Hombres y paisaje se fundían con la triste luz de la farola, en la distancia algunos cantos de gallos pronosticaba el final de aquella noche y los ladridos de los perros exaltaban la premonición de la muerte.

-¡Aquí, aquí Don Manuel, aquí está!
-¿Donde que no veo nada?

Don Manuel se restriega los ojos y con la punta de la camisa se limpia bruscamente el sudor de la frente, perturbado ve el lumínico brillo del oro atrapado en el fondo de un triste tinajón deteriorado por el tiempo. La alegría lo invade, toma el oro en sus manos y limpia las monedas sobre la piel del pantalón humedecido, las muerde, las besa, las arroja hacia arriba como envuelto por una locura demencial y abrazando eufórico al muchacho le susurra suavemente al oído.
-¡Muchacho esto hay que celebrarlo!
Hala el mapire que se localiza al lado de aquella bóveda de tierra y extrae el “Cuartito de Ron” que había sido mezclado con veneno, lo destapa bruscamente y olvidándose del mejunje maldito e incitado por la emoción de la codicia y del oro que lo encandilaba, echa un poco del aguardiente sobre la madre tierra y exclama bullanguero:
-¡Este es para el difunto!
Y al culminar su empobrecido agradecimiento se bebe la mitad del líquido rojizo, después dirige alegre y bullanguero a Marcelino.
-¡Toma muchacho, brinda conmigo!
Marcelino toma deprisa aquella bebida demoníaca en su manos, cuando decide tomarla se detiene de súbito y queda congelado al observar que Manuel Sucre desorbita sus ojos, abre la boca de par en par por donde salía un humo azulado y grita espantosamente.
Manuel Sucre siente unos latigazos enfurecidos en el estomago y de repente se acuerda del ácido muriático que había mezclado con aquella bebida infernal.
¡Ayúdame muchacho, me estoy muriendo!
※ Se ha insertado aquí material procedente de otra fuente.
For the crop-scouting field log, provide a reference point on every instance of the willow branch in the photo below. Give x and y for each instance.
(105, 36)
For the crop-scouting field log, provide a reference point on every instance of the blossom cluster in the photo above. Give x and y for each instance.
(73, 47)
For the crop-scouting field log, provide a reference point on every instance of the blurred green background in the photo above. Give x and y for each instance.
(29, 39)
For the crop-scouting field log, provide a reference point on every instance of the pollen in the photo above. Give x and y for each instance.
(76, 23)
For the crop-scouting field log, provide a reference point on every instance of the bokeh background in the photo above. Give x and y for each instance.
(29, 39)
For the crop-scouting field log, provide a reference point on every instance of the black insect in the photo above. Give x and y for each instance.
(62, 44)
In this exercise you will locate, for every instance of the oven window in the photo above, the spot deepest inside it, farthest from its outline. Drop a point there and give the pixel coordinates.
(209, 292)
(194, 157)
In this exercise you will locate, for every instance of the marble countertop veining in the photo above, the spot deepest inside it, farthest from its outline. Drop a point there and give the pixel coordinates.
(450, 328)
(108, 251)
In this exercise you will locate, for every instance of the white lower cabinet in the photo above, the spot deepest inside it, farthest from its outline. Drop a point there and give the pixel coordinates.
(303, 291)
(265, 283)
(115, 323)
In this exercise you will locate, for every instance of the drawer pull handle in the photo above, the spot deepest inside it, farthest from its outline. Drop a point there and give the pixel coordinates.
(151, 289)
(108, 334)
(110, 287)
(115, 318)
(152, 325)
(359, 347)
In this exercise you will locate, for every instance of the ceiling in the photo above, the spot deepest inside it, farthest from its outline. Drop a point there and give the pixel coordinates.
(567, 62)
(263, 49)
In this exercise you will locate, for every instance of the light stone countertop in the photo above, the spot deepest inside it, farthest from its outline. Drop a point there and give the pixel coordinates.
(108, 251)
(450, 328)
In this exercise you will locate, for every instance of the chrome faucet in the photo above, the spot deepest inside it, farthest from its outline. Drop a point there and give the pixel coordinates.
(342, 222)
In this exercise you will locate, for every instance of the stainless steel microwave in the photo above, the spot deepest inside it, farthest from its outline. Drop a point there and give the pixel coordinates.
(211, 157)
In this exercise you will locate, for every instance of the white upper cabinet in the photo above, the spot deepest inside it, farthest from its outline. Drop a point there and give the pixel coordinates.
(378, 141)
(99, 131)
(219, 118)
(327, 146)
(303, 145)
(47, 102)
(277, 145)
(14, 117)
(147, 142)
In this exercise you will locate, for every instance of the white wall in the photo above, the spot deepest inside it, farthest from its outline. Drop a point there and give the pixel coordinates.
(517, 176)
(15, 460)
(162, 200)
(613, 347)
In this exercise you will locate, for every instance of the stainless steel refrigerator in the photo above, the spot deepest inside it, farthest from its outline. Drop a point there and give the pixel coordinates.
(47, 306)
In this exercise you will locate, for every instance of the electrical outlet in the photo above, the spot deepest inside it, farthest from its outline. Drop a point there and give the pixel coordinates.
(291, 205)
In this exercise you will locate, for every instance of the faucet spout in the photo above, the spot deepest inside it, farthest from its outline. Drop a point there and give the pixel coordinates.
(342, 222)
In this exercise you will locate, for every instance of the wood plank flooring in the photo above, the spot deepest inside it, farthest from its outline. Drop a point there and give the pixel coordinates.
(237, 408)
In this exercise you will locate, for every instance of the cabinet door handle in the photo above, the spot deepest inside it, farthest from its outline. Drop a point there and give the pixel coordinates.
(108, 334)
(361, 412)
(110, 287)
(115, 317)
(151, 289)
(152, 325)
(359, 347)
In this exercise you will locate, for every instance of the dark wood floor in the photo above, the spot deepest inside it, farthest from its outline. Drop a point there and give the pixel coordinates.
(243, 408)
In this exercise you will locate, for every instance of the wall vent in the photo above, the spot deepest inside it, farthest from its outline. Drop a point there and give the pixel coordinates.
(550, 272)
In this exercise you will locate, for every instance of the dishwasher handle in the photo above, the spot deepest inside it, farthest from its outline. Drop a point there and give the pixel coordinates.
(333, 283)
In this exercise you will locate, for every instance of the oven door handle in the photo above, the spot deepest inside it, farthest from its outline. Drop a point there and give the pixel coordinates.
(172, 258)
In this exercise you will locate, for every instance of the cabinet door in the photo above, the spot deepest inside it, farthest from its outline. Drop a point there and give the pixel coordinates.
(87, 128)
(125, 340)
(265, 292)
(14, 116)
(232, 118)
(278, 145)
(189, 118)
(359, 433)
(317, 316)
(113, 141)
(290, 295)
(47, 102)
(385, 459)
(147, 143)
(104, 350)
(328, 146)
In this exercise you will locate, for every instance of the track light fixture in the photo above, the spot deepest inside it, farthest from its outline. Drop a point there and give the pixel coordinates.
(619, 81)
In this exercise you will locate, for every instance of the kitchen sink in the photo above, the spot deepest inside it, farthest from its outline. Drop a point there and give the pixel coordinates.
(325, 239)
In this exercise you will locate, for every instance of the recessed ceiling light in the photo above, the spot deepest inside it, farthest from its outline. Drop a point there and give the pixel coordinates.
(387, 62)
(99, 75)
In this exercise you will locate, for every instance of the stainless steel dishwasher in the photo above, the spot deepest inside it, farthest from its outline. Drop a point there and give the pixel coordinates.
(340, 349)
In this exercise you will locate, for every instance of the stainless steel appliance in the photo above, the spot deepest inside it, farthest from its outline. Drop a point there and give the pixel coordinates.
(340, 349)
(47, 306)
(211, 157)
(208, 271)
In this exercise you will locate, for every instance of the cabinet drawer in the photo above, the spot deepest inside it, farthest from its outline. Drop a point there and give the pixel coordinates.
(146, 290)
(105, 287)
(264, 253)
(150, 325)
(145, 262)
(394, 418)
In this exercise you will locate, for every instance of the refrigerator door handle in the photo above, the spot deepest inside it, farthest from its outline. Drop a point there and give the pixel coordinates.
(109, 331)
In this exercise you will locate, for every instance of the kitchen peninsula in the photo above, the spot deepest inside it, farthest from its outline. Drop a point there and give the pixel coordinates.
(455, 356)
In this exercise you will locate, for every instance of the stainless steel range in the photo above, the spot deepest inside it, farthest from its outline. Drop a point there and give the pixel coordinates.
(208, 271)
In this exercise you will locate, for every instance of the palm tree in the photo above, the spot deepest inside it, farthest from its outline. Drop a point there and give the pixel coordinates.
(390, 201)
Fueron sus últimas palabras antes de caer pesadamente en el mismo hueco que cavo con sus propias manos.
Marcelino arroja la bebida entre el follaje y tomando todo el tesoro huye despavorido, devorado por la espesura oscurecida.

Una ráfaga mortal se abatió en la alameda y el alma de Manuel Sucre se escapó como viento hacia el vació, la muerte se lo llevaba sin retorno al mismo infierno, donde lo esperaba con ansia el amo de las tinieblas.